Fugge al caleidoscopio di automatismi che lo voleva incastrare e prova a farsi una vita. Scopre, così, che per salvarsi dall’orrore della competitività, dalla frenesia del controllo del suo tempo, deve ancora lottare: ecco Chaplin alle prese con uno sciopero: vale a dire che, in una realtà deprivata (o addirittura depravata) nella sua autentica ricchezza, l’uomo deve non lavorare per non cader vittima della povertà, perché, nella fabbrica dei consumi e del prodotto anonimo, il lavoro sembra piuttosto d’ostacolo.
È un incontro che accende la miccia della sua libertà: il vagabondo incontra la monellla Paulette Goddard, di cui Tempi moderni sigla il sodalizio sentimentale e artistico con il grande artista statunitense.
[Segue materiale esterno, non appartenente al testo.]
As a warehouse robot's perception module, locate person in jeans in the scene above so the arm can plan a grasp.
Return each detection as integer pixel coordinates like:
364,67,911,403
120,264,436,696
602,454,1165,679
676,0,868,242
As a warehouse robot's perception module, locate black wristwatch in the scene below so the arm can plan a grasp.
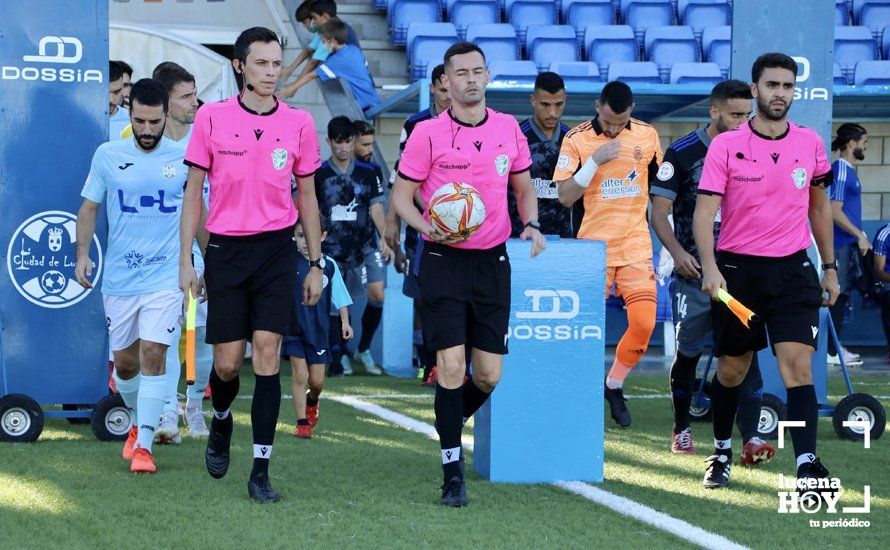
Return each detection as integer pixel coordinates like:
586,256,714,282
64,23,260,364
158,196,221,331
309,258,324,271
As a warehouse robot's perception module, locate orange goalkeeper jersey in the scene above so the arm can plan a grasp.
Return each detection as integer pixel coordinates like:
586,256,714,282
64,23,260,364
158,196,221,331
553,118,662,266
Vale a dire che l’intuito aveva già colto il malessere e le sue ragioni, ma l’altro dà a questa visione di una realtà distorta un sapore unico, accende la voglia di vita di indipendenza, o, ancor più, di libertà.
Ma se l’uomo industriale, schiacciato da una maldestra energia, dalla sua stessa malintesa manovalanza, ha perso il senso del suo proprio lavoro in una filiera produttiva che guarda al consumo e al guadagno, è anche vero che, fuori dalla fabbrica, il mondo si è arreso alla passività cui lo costringono il lavoro e i suoi frutti. Tutto ha il colore, le forme, la dinamica di un ingranaggio ineludibile, cui non si può sfuggire, se non con l’arte, con l’inventiva. È così che, nella celeberrima scena cantata, quella della Titina, una coreografica anitra all’arancia da tempo attesa veleggia su una danza i cui movimenti sono insieme una gioia e una resa alle correnti di una massa appena controllata dal ritmo della musica, in una specie di prova d’orchestra per uno spettacolo che ancora risuona alle nostre orecchie.
Charlot sembra in effetti contrapporre a quella da cui fugge una catena di montaggio della felicità. Solo che, al posto dell’ovvia specializzazione dei movimenti e della biologia addomesticata e funzionale, l’uomo scopre se stesso e, in se stesso, il rischio e l’avventura della vita, danzata pattinando piuttosto sull’orlo di un precipizio che spaventa solo quando lo si razionalizza.
Charlot non ha un curriculum, va in giro con una lettera di presentazione per la sua umanità. Niente che non sia il suo animo ingenuo gli si può riconoscere, e niente che non sia la sua inspiegabile fiducia nel futuro gli regala almeno un domani, un’alba in più. D’altra parte, è certo che il giorno nuovo alluso dal finale è lontano dalla metropoli esasperante che non l’ha capito. Forse le colline davanti a lui sono pronte a ospitare una nuova comunità; certo, il vagabondo e la monella si avviano, sicuri, a fondare un posto più umano.